St. Peprone was from the town Nisibis and since childhood she had entered the church vowing to renounce from secular life and devote herself to the Church. As St. Hripsime, she was also subjected to persecutions by the Roman Emperor Diokletianos. When the Emperor’s servants reached the town Nisibis in 305 A. D., the nuns living in the monastery were forced to leave the town, while Peprone, who was ill, stayed in the monastery with her teacher Vren and Sister Toumayis. Heathen judge Seghinos tried to persuade the pretty nun to renounce from Christianity and promised to marry her with his noble nephew Lusimakos. In response Peprone said that she had already become the bride of Christ vowing to remain a virgin and not to marry. Seghinos, becoming annoyed, ordered to cut off first her hands and feet and than her head. Lusimakos, witnessing her death, became faithful and ordered to bury her with proper honors, and Seghinos, witnessing the nun’s indescribable torments, went mad and committed suicide.
St. Mariane was from Antioch in Pisidia. She was the only daughter of the town’s heathen priest and, losing her mother in childhood, she was brought up a Christian nurse. When she had already grown up, her father wished to make her a heathen priest. The young woman refused to renounce Christ and to serve the idols. Her father turned her off his house and she wnet to her nurse. But soon she was imprisoned and beheaded.

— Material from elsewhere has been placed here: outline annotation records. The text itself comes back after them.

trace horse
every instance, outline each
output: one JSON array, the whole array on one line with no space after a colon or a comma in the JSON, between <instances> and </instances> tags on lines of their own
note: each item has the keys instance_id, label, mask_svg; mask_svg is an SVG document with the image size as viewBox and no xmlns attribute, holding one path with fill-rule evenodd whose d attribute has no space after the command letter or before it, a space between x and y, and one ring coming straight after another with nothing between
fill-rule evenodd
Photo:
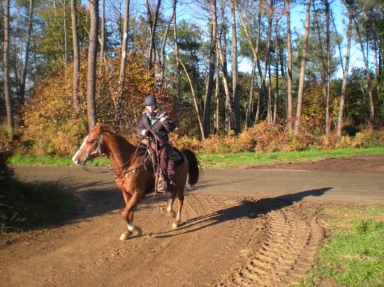
<instances>
[{"instance_id":1,"label":"horse","mask_svg":"<svg viewBox=\"0 0 384 287\"><path fill-rule=\"evenodd\" d=\"M72 157L73 162L81 166L89 159L102 154L109 157L115 171L116 183L121 191L126 204L121 212L121 218L126 222L128 231L121 233L119 238L121 240L128 239L131 235L142 234L142 229L133 225L133 210L154 186L154 170L148 168L145 162L147 151L143 153L143 149L140 148L140 146L131 144L121 135L97 123ZM180 149L179 153L184 162L175 166L174 188L170 190L170 199L167 208L168 216L175 218L172 223L174 229L177 228L181 223L187 176L188 183L193 186L197 183L200 174L199 162L193 152ZM178 199L177 215L172 210L176 196Z\"/></svg>"}]
</instances>

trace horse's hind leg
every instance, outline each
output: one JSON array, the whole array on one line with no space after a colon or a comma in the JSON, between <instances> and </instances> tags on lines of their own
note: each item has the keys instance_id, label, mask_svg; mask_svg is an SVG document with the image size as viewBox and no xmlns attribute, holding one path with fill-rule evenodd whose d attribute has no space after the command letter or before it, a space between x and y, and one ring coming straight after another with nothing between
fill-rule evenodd
<instances>
[{"instance_id":1,"label":"horse's hind leg","mask_svg":"<svg viewBox=\"0 0 384 287\"><path fill-rule=\"evenodd\" d=\"M182 209L183 208L183 204L184 201L184 189L178 190L177 191L177 201L178 201L178 205L179 208L177 210L177 216L176 217L176 219L173 222L173 224L172 225L172 227L173 228L177 228L180 225L180 222L182 221Z\"/></svg>"},{"instance_id":2,"label":"horse's hind leg","mask_svg":"<svg viewBox=\"0 0 384 287\"><path fill-rule=\"evenodd\" d=\"M128 231L124 232L120 235L120 240L128 239L132 234L141 235L142 231L140 228L133 225L133 208L138 205L140 201L140 197L137 193L133 194L133 196L130 199L128 204L121 212L121 218L127 223Z\"/></svg>"},{"instance_id":3,"label":"horse's hind leg","mask_svg":"<svg viewBox=\"0 0 384 287\"><path fill-rule=\"evenodd\" d=\"M173 201L176 197L176 192L173 190L170 194L170 199L168 201L168 206L167 207L167 215L168 217L175 218L176 217L176 213L173 211L172 207L173 205Z\"/></svg>"}]
</instances>

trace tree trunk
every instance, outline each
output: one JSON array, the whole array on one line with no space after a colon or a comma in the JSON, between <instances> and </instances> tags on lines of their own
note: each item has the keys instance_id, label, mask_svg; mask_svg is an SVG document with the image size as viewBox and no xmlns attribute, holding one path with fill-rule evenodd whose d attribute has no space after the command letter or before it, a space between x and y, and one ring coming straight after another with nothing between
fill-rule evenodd
<instances>
[{"instance_id":1,"label":"tree trunk","mask_svg":"<svg viewBox=\"0 0 384 287\"><path fill-rule=\"evenodd\" d=\"M332 25L333 25L333 28L334 29L334 32L336 33L337 35L339 35L339 33L337 33L337 26L336 26L336 23L334 22L334 18L333 17L333 13L332 13L332 10L331 9L330 9L330 17L332 18ZM340 45L340 42L339 41L337 42L337 46L338 46L338 48L339 48L339 56L340 57L340 65L341 65L341 70L344 71L344 63L343 63L343 54L341 54L341 47Z\"/></svg>"},{"instance_id":2,"label":"tree trunk","mask_svg":"<svg viewBox=\"0 0 384 287\"><path fill-rule=\"evenodd\" d=\"M232 22L232 94L235 105L235 132L240 133L240 107L237 84L237 39L236 36L236 12L235 0L230 0Z\"/></svg>"},{"instance_id":3,"label":"tree trunk","mask_svg":"<svg viewBox=\"0 0 384 287\"><path fill-rule=\"evenodd\" d=\"M170 29L170 24L172 23L172 21L173 20L173 17L175 17L175 10L174 10L172 16L170 17L170 21L168 22L168 24L167 24L167 26L165 27L165 30L164 31L164 34L163 35L163 42L161 43L161 49L160 49L160 56L161 56L161 82L164 82L164 73L165 70L165 44L167 42L167 37L168 36L168 31Z\"/></svg>"},{"instance_id":4,"label":"tree trunk","mask_svg":"<svg viewBox=\"0 0 384 287\"><path fill-rule=\"evenodd\" d=\"M261 71L261 67L260 65L260 61L258 59L258 47L259 47L259 42L260 42L260 27L261 27L261 18L263 16L263 9L262 9L262 4L263 3L263 1L261 0L259 5L259 12L258 12L258 31L256 35L256 47L253 46L253 43L252 42L252 39L251 37L251 35L249 33L249 31L248 30L248 28L246 27L244 20L242 16L242 14L240 13L239 6L237 5L237 3L236 0L235 0L235 3L237 6L237 14L239 15L239 18L240 18L240 22L242 23L242 26L243 26L243 29L244 29L245 33L246 35L246 38L248 40L248 43L249 44L249 47L251 47L251 49L252 50L252 54L253 54L253 61L256 62L256 65L258 67L258 75L260 79L260 82L263 82L263 72ZM255 116L255 123L254 124L257 124L258 122L259 116L260 116L260 99L262 98L262 95L263 93L263 86L260 86L258 88L258 104L257 104L257 109L256 109L256 114Z\"/></svg>"},{"instance_id":5,"label":"tree trunk","mask_svg":"<svg viewBox=\"0 0 384 287\"><path fill-rule=\"evenodd\" d=\"M71 0L71 16L72 19L72 38L73 44L73 109L79 111L79 81L80 72L80 56L77 38L77 20L76 15L76 0Z\"/></svg>"},{"instance_id":6,"label":"tree trunk","mask_svg":"<svg viewBox=\"0 0 384 287\"><path fill-rule=\"evenodd\" d=\"M267 122L268 123L272 123L272 82L271 81L271 64L268 65L268 96L267 98Z\"/></svg>"},{"instance_id":7,"label":"tree trunk","mask_svg":"<svg viewBox=\"0 0 384 287\"><path fill-rule=\"evenodd\" d=\"M273 123L276 123L277 119L277 100L279 98L279 33L277 31L277 20L274 24L274 29L276 33L276 39L274 43L275 50L275 68L276 68L276 83L274 84L274 113L273 113Z\"/></svg>"},{"instance_id":8,"label":"tree trunk","mask_svg":"<svg viewBox=\"0 0 384 287\"><path fill-rule=\"evenodd\" d=\"M29 60L29 45L31 42L31 35L32 33L32 19L34 17L34 0L29 0L29 10L28 17L28 38L25 43L25 54L24 58L24 66L22 75L22 83L20 86L20 100L22 105L24 99L25 98L25 81L27 79L27 72L28 71L28 62Z\"/></svg>"},{"instance_id":9,"label":"tree trunk","mask_svg":"<svg viewBox=\"0 0 384 287\"><path fill-rule=\"evenodd\" d=\"M72 0L71 0L72 1ZM105 59L105 0L101 0L101 27L100 27L100 60L106 66ZM100 65L102 67L102 65Z\"/></svg>"},{"instance_id":10,"label":"tree trunk","mask_svg":"<svg viewBox=\"0 0 384 287\"><path fill-rule=\"evenodd\" d=\"M375 120L375 106L374 106L374 94L372 93L372 77L371 76L371 73L369 72L369 67L368 66L368 48L367 49L367 55L365 55L365 53L364 52L364 45L362 43L362 36L360 33L360 31L359 29L359 24L357 24L357 22L356 21L356 19L354 19L355 21L355 26L356 27L356 31L357 32L357 36L359 38L359 43L360 45L360 49L362 49L362 59L364 61L364 65L365 66L365 72L367 73L367 82L368 84L368 95L369 97L369 122L371 125L374 124L374 120ZM368 45L368 43L367 43L367 45Z\"/></svg>"},{"instance_id":11,"label":"tree trunk","mask_svg":"<svg viewBox=\"0 0 384 287\"><path fill-rule=\"evenodd\" d=\"M177 42L177 24L176 22L176 4L177 0L173 1L173 37L175 39L175 55L176 56L176 73L177 75L177 86L176 88L176 104L175 109L176 112L180 111L181 93L180 87L182 85L182 77L180 74L180 56L179 55L179 44Z\"/></svg>"},{"instance_id":12,"label":"tree trunk","mask_svg":"<svg viewBox=\"0 0 384 287\"><path fill-rule=\"evenodd\" d=\"M299 82L299 92L297 93L297 107L296 109L296 122L295 124L295 134L299 134L301 127L302 108L304 93L304 80L305 67L307 65L307 48L308 45L308 32L309 30L309 17L311 13L311 0L307 0L307 15L305 17L305 27L304 31L303 54L302 67L300 69L300 82Z\"/></svg>"},{"instance_id":13,"label":"tree trunk","mask_svg":"<svg viewBox=\"0 0 384 287\"><path fill-rule=\"evenodd\" d=\"M224 92L226 93L226 115L228 118L228 130L229 132L234 128L233 123L233 111L232 109L232 104L230 101L230 95L228 88L228 72L227 72L227 61L226 61L226 31L225 27L225 16L224 16L224 5L223 1L221 1L221 17L223 24L223 46L221 46L221 41L219 36L219 33L216 33L216 47L219 52L219 56L220 57L220 65L221 66L221 71L223 73L223 85L224 86ZM216 26L216 30L217 31L217 21L214 22L214 25Z\"/></svg>"},{"instance_id":14,"label":"tree trunk","mask_svg":"<svg viewBox=\"0 0 384 287\"><path fill-rule=\"evenodd\" d=\"M318 11L316 10L315 2L312 2L313 6L313 21L316 25L317 33L318 33L318 49L320 50L320 60L321 61L321 82L323 84L323 92L324 93L324 100L325 102L325 130L327 129L328 118L329 118L329 100L327 98L327 69L325 67L325 59L324 57L324 49L323 49L323 38L321 36L321 31L320 29L320 23L318 20ZM327 6L325 6L325 9ZM326 13L325 13L326 14ZM325 24L326 25L326 24ZM325 134L327 134L326 132Z\"/></svg>"},{"instance_id":15,"label":"tree trunk","mask_svg":"<svg viewBox=\"0 0 384 287\"><path fill-rule=\"evenodd\" d=\"M288 54L288 65L287 71L287 98L288 98L288 114L287 121L288 130L293 130L293 114L292 111L292 43L290 38L290 0L287 0L287 49Z\"/></svg>"},{"instance_id":16,"label":"tree trunk","mask_svg":"<svg viewBox=\"0 0 384 287\"><path fill-rule=\"evenodd\" d=\"M267 72L268 69L270 68L269 65L269 54L270 54L270 47L271 47L271 33L272 30L272 21L273 21L273 13L274 13L274 0L271 0L269 2L269 15L268 17L268 30L267 32L267 47L265 49L265 57L264 59L264 68L263 69L263 78L261 79L261 88L263 89L263 93L261 95L264 97L265 98L267 98L267 121L269 123L271 123L272 122L272 107L271 107L271 101L270 101L270 97L268 95L266 97L265 93L266 93L266 88L265 88L265 80L267 78ZM270 81L270 79L269 79ZM268 91L268 93L269 91Z\"/></svg>"},{"instance_id":17,"label":"tree trunk","mask_svg":"<svg viewBox=\"0 0 384 287\"><path fill-rule=\"evenodd\" d=\"M343 74L343 84L341 86L341 95L340 95L340 107L339 108L339 117L337 119L337 135L341 136L341 130L343 130L343 114L344 112L344 102L346 100L346 90L347 86L348 70L349 68L349 54L350 51L350 38L352 30L352 21L353 17L353 10L352 5L348 5L348 22L347 30L347 52L346 54L346 65Z\"/></svg>"},{"instance_id":18,"label":"tree trunk","mask_svg":"<svg viewBox=\"0 0 384 287\"><path fill-rule=\"evenodd\" d=\"M120 74L119 76L119 86L117 88L117 100L116 101L116 111L115 114L114 130L119 131L120 121L121 118L121 100L123 98L123 90L124 88L126 67L128 45L128 29L129 24L129 0L126 0L124 7L124 22L123 28L123 42L121 43L121 58L120 61Z\"/></svg>"},{"instance_id":19,"label":"tree trunk","mask_svg":"<svg viewBox=\"0 0 384 287\"><path fill-rule=\"evenodd\" d=\"M219 54L219 52L216 50L216 54ZM216 57L216 86L214 90L214 100L215 100L215 113L214 116L214 133L216 134L219 134L219 120L220 118L220 100L219 95L220 93L220 81L219 79L219 57Z\"/></svg>"},{"instance_id":20,"label":"tree trunk","mask_svg":"<svg viewBox=\"0 0 384 287\"><path fill-rule=\"evenodd\" d=\"M214 76L215 69L215 51L216 51L216 26L213 23L217 23L216 0L210 0L212 10L212 31L211 31L211 44L209 46L209 70L208 72L208 79L207 83L207 89L205 90L205 102L204 102L204 134L208 137L210 134L211 126L211 98L212 96L212 89L214 86ZM216 79L217 80L217 79Z\"/></svg>"},{"instance_id":21,"label":"tree trunk","mask_svg":"<svg viewBox=\"0 0 384 287\"><path fill-rule=\"evenodd\" d=\"M331 93L331 47L330 36L330 2L325 0L325 29L326 31L326 49L327 49L327 95L325 97L325 134L331 132L331 123L330 120L330 98Z\"/></svg>"},{"instance_id":22,"label":"tree trunk","mask_svg":"<svg viewBox=\"0 0 384 287\"><path fill-rule=\"evenodd\" d=\"M7 126L13 134L13 111L12 110L12 98L10 95L9 82L9 0L4 1L4 46L3 49L3 81L4 81L4 98L6 99L6 109L7 111Z\"/></svg>"},{"instance_id":23,"label":"tree trunk","mask_svg":"<svg viewBox=\"0 0 384 287\"><path fill-rule=\"evenodd\" d=\"M97 45L98 28L98 1L88 0L91 27L89 29L89 47L88 49L88 75L87 77L87 111L89 128L95 126L97 111L95 100L96 69L97 65Z\"/></svg>"},{"instance_id":24,"label":"tree trunk","mask_svg":"<svg viewBox=\"0 0 384 287\"><path fill-rule=\"evenodd\" d=\"M248 100L248 107L246 108L246 114L245 114L245 128L249 126L249 119L251 116L251 108L252 107L252 100L253 98L253 84L255 81L255 69L256 68L256 61L255 57L253 57L252 61L252 72L251 72L251 83L249 88L249 99Z\"/></svg>"},{"instance_id":25,"label":"tree trunk","mask_svg":"<svg viewBox=\"0 0 384 287\"><path fill-rule=\"evenodd\" d=\"M198 121L199 122L199 126L200 126L200 130L201 132L201 137L202 139L205 139L205 137L204 136L204 129L202 127L202 123L201 121L201 118L200 116L200 111L199 111L199 106L198 104L198 101L196 100L196 96L195 95L195 89L193 88L193 84L192 84L192 81L191 80L191 77L189 77L189 74L188 73L188 71L186 70L186 68L185 68L184 64L182 61L182 59L179 59L180 64L183 67L183 69L185 72L185 75L186 75L186 77L188 78L188 82L189 82L189 86L191 87L191 91L192 92L192 97L193 98L193 103L195 104L195 109L196 109L196 114L198 115Z\"/></svg>"},{"instance_id":26,"label":"tree trunk","mask_svg":"<svg viewBox=\"0 0 384 287\"><path fill-rule=\"evenodd\" d=\"M152 58L153 58L153 52L154 51L154 49L155 49L154 46L155 46L156 28L157 26L157 19L158 17L158 10L160 9L161 3L161 0L158 0L154 22L151 28L151 41L149 43L149 56L148 57L148 70L152 68L153 63L156 60L156 56L154 57L155 60L152 60Z\"/></svg>"},{"instance_id":27,"label":"tree trunk","mask_svg":"<svg viewBox=\"0 0 384 287\"><path fill-rule=\"evenodd\" d=\"M64 2L64 63L66 65L68 63L68 43L67 43L67 36L66 36L66 0Z\"/></svg>"}]
</instances>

St. Shushan was Captain Vardan Mamikonian’s elder daughter. Her real name is Vardenie, but in the Armenian history and hagiography she is known by the name Shoushan. She was married to Vazgen, son of the Georgian consul Asousha. Although they had three sons and one daughter, her husband converted to Persian faith and married the mother-in-low of the Persian knight Peroz. Shushan began to live in a small house near the church and prays all the time, always rejecting her husband’s suggestions to give up her faith and ignoring his threats. Shushan was persecuted for 7 years, but remained unshaken in her faith. She was martyred in 470 A. D. According to historian Ukhtanes she was buried in Yourtav.